Julian Bellavita*, Lorenzo Pichetti*, Thomas Pasquali, Flavio Vella, and Giulia Guidi. 2026. "Communication-Avoiding SpGEMM via Trident Partitioning on Hierarchical GPU Interconnect". In The 40th ACM International Conference on Supercomputing (ICS 2026). *Equal contribution

Julian Bellavita, Matthew Rubino, Nakul Iyer, Andrew Chang, Aditya Devarakonda, Flavio Vella, and Giulia Guidi. 2026. "Communication-Avoiding Linear Algebraic Kernel K-Means on GPUs". In The 40th IEEE International Parallel and Distributed Processing Symposium (IPDPS 2026).

Julian Bellavita, Thomas Pasquali, Laura Del Rio Martin, Flavio Vella, and Giulia Guidi. 2025. "Popcorn: Accelerating Kernel K-means on GPUs through Sparse Linear Algebra". In The 30th ACM SIGPLAN Annual Symposium on Principles and Practice of Parallel Programming (PPoPP 2025).

Thomas McFarland, Julian Bellavita, and Giulia Guidi. 2025. "Parallel GPU-Enabled Algorithms for SpGEMM on Arbitrary Semirings with Hybrid Communication". Short paper.
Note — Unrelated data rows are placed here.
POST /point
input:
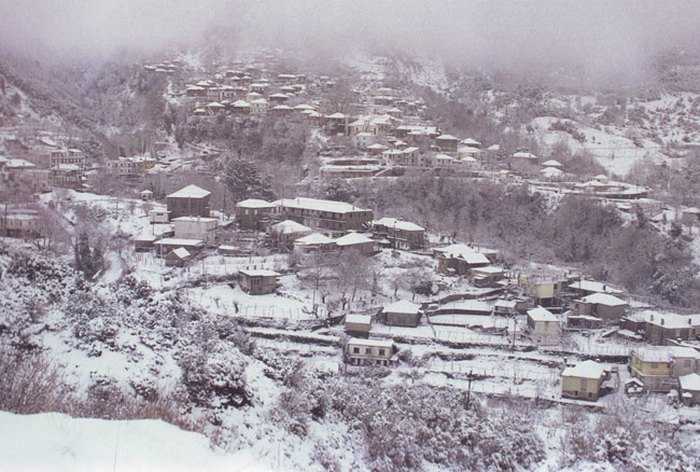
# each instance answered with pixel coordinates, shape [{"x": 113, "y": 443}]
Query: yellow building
[
  {"x": 654, "y": 368},
  {"x": 583, "y": 381}
]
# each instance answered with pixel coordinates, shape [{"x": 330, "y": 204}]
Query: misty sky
[{"x": 601, "y": 35}]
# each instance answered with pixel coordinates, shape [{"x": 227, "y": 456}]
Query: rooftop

In Proceedings of the 16th ACM/SPEC International Conference on Performance Engineering (ICPE 2025).

Adrián Castelló, Julian Bellavita, Grace Dinh, Yuka Ikarashi, Hector Martínez. "Tackling the Matrix Multiplication Micro-Kernel Generation with Exo". In IEEE/ACM International Symposium on Code Generation and Optimization (CGO 2024).

Julian Bellavita, Mathias Jacquelin, Esmond G. Ng, Dan Bonachea, Johnny Corbino, and Paul H. Hargrove. "symPACK: A GPU-Capable Fan-Out Sparse Cholesky Solver". In Workshops of The International Conference on High Performance Computing, Network, Storage, and Analysis (SC-W 2023).

Julian Bellavita, Caitlin Sim, Kesheng Wu, Alex Sim, Shinjae Yoo, Hiro Ito, Vincent Garonne, Eric Lancon. "Understanding Data Access Patterns for dCache System". In 26th International Conference on Computing in High Energy & Nuclear Physics (CHEP 2023).

Julian Bellavita, Alex Sim, Kesheng Wu, Inder Monga, Chin Guok, Frank Würthwein, and Diego Davila. 2022. "Studying Scientific Data Lifecycle in On-demand Distributed Storage Caches". In Fifth International Workshop on Systems and Network Telemetry and Analytics (SNTA 2022).

Awards

Recipient of Cornell Fellowship, 2023 admissions cycle.

2nd Place, 2022 ACM Student Research Competition, Undergraduate Division.